Sports internships are crucial to jump-starting your career. They’re about more than just fetching coffee and sorting files.
In fact, as the National Association of Colleges and Employers 2016 survey found, the average offer rate to interns is 72.7 percent, the highest it has been since the peak of the pre-recession market. What’s more, the overall conversion rate is 61.9 percent — that’s a 13-year high.
The value of sports internships cannot be overstated. We spoke with Billy Voltaire, assistant athletic trainer/physical therapist for the Denver Broncos, about his career experiences and how he made the most out of his internship.
Here’s what Voltaire had to say:
Research and Reach Out
Voltaire did more during his college experience than just go to class. He thought ahead:
In order to get an internship in the NFL, I reviewed the Professional Football Athletic Trainer’s Society website while in grad school. I paid close attention to the credentials, universities, and internships the current members took to get their foot in the door.
Once I had realized what the “trend” or needs of most teams were, I decided to pursue a degree in athletic training, specifically with a university with NFL connections, good reputation for building professionals, and a Division I football program.
During my time at Florida International University, I consulted with our Clinical Education Director, Michelle Odai, to help me get my application out to all 32 teams.
Tip: Research connections you want to make in your industry. Consider what the industry needs and develop an action plan on what to study and how to build those must-have skills.
If you need help tailoring your resume and applications for sports internships, reach out to your network, like a college professor or colleague, or other resume writing services.
The Three Must-Haves
Voltaire’s success came from a simple set of principles:
In this business, it takes three main intangibles to succeed and provide the best possible care to your patients.
You must be passionate about what you do, you must have relentless and consistent work ethic, and most of all, you have to have good character and be a professional. If you are doing this for any reason other than passion and love, you won’t make it far.
Tip: Cultivate a sense of strong work ethic, professionalism, and passion during your education and career. Watch those whom you respect and note their level of dedication and commitment. Try to emulate that.
Teamwork and Consistency
Every day, Voltaire needs to be reliable and bring his best:
Regardless of the task at hand, I know that my role, just like anyone else’s in this organization, is an important one. I have to bring my A game every single day.

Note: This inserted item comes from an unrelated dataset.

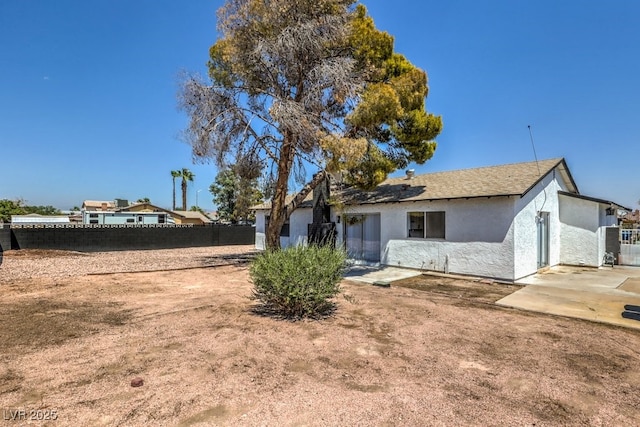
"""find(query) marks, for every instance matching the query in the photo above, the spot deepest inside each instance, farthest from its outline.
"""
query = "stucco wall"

There is no room for “bad days” because the team depends on every cog in the wheel to keep this thing rolling. So whether it’s reading late at night, calling friends of mine to discuss a difficult case, or simply learning how be a better teammate or leader, I work relentlessly to get better.
The players feed off of your energy — a positive training room is a relatively healthy one. Your patients will get better faster if they have a positive rehab experience.
He also learned how to adapt to his new profession:
In my previous profession, I spent more time working toward individual goals because there was no team. But during my time as an intern, I quickly learned to put “I” on the backseat and focus on “we.”
It taught me to rely on others, to be consistent and predictable, and to help build others.
Tip: Understand your role in the industry, no matter your position. When you know the impact you have on others and on the larger scale, you’re more likely to put in hard work consistently and stick by your colleagues until the job is done.
The Value of Your Network
To maintain the momentum of his career growth, Voltaire relied on his connections:
Communicate with your previous colleagues — this profession is small and you are always a person or two away from knowing someone.
Don’t underestimate the power of relationships forged or broken with classmates, professors, and fellow interns; they may one day be a deciding factor in employment or internships.
Tip: Remember that every person you meet can have an impact on whether or not you get those sports internships you applied for or if you get an interview for your dream job.
Maintain and build the relationships you have, and look to create other valuable ones. Start by joining professional organizations and attending networking events.
Change Your Mindset
Voltaire relied on his unique perspective of his opportunities to stay focused and succeed:
I came in with a game plan and stuck with it. I would suggest future interns treat their clinical rotations and internships as month-long interviews — attack each day as a new one, and find a way to let the nerves go sooner than later.
Tip: Just as Voltaire did, create an action plan with a clear idea of success. Then follow it and never give up until you achieve your goals.
Most importantly, treat sports internships and every other career opportunity as a new, exciting step in your path to continued success. Instead of worrying and being nervous, focus on doing your best work.
How are you making the most out of sports internships?